Last updated at Posted at 2019-11-10

RPAは様々な業種の様々な業務に適用されているが、業種/業務の内容にかかわらず、RPAの事例をいろいろと聞いていると、適用した業務の種類には大きく2種類の性格があることがわかる。それは「効率化できた業務」「人手では無理だった業務」である。RPAを導入中のユーザーは、効果をどう測ろうか悩んでいる場合もあるだろう。その際に、適用しようとしている業務がどちらの性格のものかを考えて、それに応じたKPIを設定してみるとよい。

"効率化できた業務"

おそらく読者の皆様が想像する多くの事例はこちらになるかもしれない。いわゆる、「●●時間かかっていた業務を削減できた」「●●人分の仕事を削減できた」というやつである。今までの仕事がどれくらいの人数と時間で行われていたかを測り、RPA適用前、適用後で比べてみることになる。

ただし、RPA適用のための業務整理の段階で、必要ない仕事だとわかってやらなくなるなどRPAツールの直接的な効果ではないもの (変革プロジェクト全体としては成果だが)や、いったん削減した後は継続的にどのように効果を出しているように見せるのか、などの課題をクリアする方法を考える必要がある。

適用業務例:

  • 全部門の請求書の処理
  • 全社員の給与計算
  • 入金情報から回収予定表の作成、入金消込等の自動化
  • 経費精算における領収書との照合作業
  • 交通費精算における運賃と行先との照合
  • 人事システムから従業員への通知メール送信
  • 過重労働の従業員を上長および本人にメール通知
  • 部品の安全性検査
  • 顧客からのメールに添付されている見積もり依頼をAIで自動判定して見積書を作成
  • 取引先への申請、発注業務。各メーカーサイトへの登録作業自動化。
  • 電子納品後の証拠書類の提出
  • 減価償却仕訳入力
  • 資産情報から会計システムへの入力。

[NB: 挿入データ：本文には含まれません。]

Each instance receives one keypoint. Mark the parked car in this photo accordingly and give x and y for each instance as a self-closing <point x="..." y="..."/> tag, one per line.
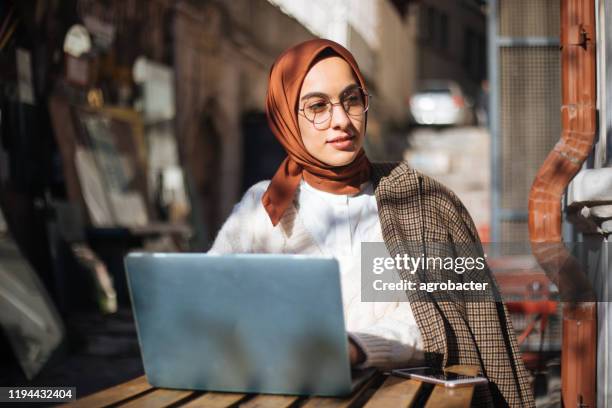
<point x="441" y="102"/>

SAPやAS400などの基幹システムの操作。
  • 税務署へ提出する償却資産税申告書データの作成
  • ITシステムの管理、ログの出力と報告/通知
  • センサーなどのデバイスデータの自動集計 (IoT)。
  • 商品在庫補充の発注業務
  • 各社内システムから情報収集し、経営向けレポート作成
  • POSデータの自動収集と分析システムへの自動登録
  • ソフトウェアのテスト業務

「年間2万時間の業務時間の削減」は大きいか小さいか

最近の日経コンピュータの特集によると調査した90社のRPA導入企業のうち8割は年5万時間未満の削減、約半分の40社程度は年2万時間未満の削減にとどまったようだ。ここで年間2万時間の意味について考えてみよう。2万時間というと大きな数のように思えるかもしれないが、これは何人分なのかということを考えてみると、1人当たりの年間営業日は240日程度、1日8時間労働とすると1,920時間、つまり約2千時間が1人分ということになる。そうすると、2万時間は10人分ということになる。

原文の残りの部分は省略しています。